Retromer is a complex of proteins that has been shown to be important in recycling transmembrane receptors from endosomes to the trans-Golgi network (TGN).

Background 

Retromer is a heteropentameric complex, which in humans is composed of a less defined membrane-associated sorting nexin dimer (SNX1, SNX2, SNX5, SNX6), and a vacuolar protein sorting (Vps) trimer containing Vps26, Vps29, Vps35. Although the SNX dimer is required for the recruitment of retromer to the endosomal membrane, the cargo binding function of this complex is contributed by the core trimer through the binding of Vps35 subunit to various cargo molecules  including M6PR wntless and sortilin. Early study on sorting of acid hydrolases such as carboxypeptidase Y (CPY) in S. cerevisiae mutants has led to the identification of retromer in mediating the retrograde trafficking of the pro-CPY receptor (Vps10) from the endosomes to the TGN.

Structure 

The retromer complex is highly conserved: homologs have been found in C. elegans, mouse and human.  The retromer complex consists of 5 proteins in yeast: Vps35p, Vps26p, Vps29p, Vps17p, Vps5p.  The mammalian retromer consists of  Vps26, Vps29, Vps35, SNX1 and SNX2, and possibly SNX5 and SNX6.  It is proposed to act in two subcomplexes: (1) Cargo recognition complex that consist of Vps35, Vps29 and Vps26 (Vps trimer), and (2) SNX-BAR dimers which consist of SNX1 or SNX2 and SNX5 or SNX6 that facilitates endosomal membrane remodulation and curvature resulting in the formation of tubules/vesicles which transports cargo molecules to the trans-golgi network (TGN).

Function 

The retromer complex has been shown to mediate retrieval of various transmembrane receptors, such as the cation-independent mannose 6-phosphate receptor, the functional mammalian counterpart of Vps10, and the Wnt receptor Wntless.  Retromer is required for the recycling of Kex2p and DPAP-A which also cycle between the trans-Golgi network and a pre-vacuolar (yeast endosome equivalent) compartment in yeast.  It is also required for the recycling of the cell surface receptor CED-1, which is necessary for phagocytosis of apoptotic cells.

Retromer plays a central role in the retrieval of several different cargo proteins from the endosome to the trans-Golgi network.  However, it is clear that there are other complexes and proteins that act in this retrieval process.  So far it is not clear whether other components that have been identified in the retrieval pathway act with retromer in the same pathway or are involved in alternative pathways. Recent studies have implicated retromer sorting defects in Alzheimer's disease and late-onset Parkinson disease

Retromer also seems to play a role in Hepatitis C Virus replication.

Retromer-mediated retrograde trafficking
The association of the Vps35-Vps29-Vps26 complex to the cytosolic domains of cargo molecules endosomal membranes initiates the activation of retrograde trafficking and cargo capture. The nucleation complex was formed through the interaction of VPS complex with GTP-activated Rab7 with clathrin, clathrin-adaptors and various binding proteins.

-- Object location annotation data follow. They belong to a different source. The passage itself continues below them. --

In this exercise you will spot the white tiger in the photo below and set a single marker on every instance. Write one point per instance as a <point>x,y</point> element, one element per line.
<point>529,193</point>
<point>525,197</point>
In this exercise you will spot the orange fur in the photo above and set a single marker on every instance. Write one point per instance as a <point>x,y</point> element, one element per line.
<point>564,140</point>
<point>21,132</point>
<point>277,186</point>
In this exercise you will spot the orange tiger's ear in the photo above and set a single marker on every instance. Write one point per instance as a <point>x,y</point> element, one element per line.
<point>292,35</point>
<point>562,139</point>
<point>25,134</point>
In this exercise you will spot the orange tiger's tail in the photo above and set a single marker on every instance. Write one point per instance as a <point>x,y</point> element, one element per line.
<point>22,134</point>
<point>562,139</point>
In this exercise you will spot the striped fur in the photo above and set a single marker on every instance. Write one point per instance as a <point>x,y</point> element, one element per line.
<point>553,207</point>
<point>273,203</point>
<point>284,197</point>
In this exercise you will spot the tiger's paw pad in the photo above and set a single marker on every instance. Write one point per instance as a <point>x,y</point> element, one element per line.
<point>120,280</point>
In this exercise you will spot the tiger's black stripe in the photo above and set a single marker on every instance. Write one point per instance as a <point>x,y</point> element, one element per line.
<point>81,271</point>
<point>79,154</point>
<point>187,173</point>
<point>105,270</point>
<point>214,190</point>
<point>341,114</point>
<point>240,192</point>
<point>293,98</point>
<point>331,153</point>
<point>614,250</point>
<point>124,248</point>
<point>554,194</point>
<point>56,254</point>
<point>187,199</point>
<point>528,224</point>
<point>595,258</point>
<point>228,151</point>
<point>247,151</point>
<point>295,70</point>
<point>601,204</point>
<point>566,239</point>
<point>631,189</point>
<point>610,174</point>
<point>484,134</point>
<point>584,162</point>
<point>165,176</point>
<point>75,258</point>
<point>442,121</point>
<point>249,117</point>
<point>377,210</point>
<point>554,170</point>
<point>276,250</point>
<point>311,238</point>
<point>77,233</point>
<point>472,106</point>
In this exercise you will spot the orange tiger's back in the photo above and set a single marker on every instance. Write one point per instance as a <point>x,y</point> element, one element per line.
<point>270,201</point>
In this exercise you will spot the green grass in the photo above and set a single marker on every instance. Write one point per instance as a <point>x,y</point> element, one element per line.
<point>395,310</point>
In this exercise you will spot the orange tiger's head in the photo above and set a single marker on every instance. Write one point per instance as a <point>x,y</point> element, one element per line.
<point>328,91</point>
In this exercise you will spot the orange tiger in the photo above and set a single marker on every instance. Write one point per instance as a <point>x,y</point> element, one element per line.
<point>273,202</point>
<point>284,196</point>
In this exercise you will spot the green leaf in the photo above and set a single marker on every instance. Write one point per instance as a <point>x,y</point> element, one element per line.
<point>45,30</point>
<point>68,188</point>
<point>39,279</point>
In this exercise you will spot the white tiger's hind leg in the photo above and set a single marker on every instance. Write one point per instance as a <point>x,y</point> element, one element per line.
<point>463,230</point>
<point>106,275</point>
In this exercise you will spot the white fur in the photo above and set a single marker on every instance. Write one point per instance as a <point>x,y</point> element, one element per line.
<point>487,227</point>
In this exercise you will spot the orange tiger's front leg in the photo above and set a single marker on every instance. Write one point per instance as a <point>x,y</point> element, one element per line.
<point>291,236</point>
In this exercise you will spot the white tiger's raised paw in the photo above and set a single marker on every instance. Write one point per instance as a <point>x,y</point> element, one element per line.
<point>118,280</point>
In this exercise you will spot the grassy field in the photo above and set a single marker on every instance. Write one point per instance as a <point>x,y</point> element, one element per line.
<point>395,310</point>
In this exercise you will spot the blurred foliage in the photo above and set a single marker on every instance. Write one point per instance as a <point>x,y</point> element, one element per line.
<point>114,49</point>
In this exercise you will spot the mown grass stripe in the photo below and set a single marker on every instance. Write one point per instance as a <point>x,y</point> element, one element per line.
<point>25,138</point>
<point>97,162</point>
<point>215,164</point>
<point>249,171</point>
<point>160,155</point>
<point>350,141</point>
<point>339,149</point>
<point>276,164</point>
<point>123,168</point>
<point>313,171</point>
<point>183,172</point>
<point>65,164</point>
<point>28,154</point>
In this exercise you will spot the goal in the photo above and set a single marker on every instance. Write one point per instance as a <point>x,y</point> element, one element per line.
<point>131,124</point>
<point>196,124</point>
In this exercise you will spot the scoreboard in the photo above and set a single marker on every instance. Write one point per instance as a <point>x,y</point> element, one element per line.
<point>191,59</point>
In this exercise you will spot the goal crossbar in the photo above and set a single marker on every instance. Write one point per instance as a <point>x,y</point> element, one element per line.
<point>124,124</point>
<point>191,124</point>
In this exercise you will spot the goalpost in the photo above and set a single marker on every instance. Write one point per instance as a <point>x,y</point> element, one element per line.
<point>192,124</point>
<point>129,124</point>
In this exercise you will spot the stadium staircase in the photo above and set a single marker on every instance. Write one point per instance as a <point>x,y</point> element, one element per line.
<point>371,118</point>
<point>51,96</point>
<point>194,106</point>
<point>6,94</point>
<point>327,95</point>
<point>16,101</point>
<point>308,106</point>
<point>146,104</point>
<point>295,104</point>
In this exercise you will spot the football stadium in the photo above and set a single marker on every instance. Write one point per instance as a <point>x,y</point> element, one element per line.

The SNX-BAR dimer enters the nucleation complex via direct binding or lateral movement on endosomal surface. The increased level of Retromer SNX-BARs causes a conformational switch to a curvature-inducing mode which initiates membrane tubule formation. Once the cargo carriers are matured, the carrier scission is then catalyzed by dynamin-II or EHD1, together with the mechanical forces generated by actin polymerization and motor activity.

The cargo carrier is transported to the TGN by motor proteins such as dynein. Tethering of the cargo carrier to the recipient compartment will lead to the uncoating of the carrier which is driven by ATP-hydrolysis and Rab7-GTP hydrolysis. Once released from the carrier, the Vps35-Vps29-Vps26 complex and the SNX-BAR dimers get recycled back onto the endosomal membranes.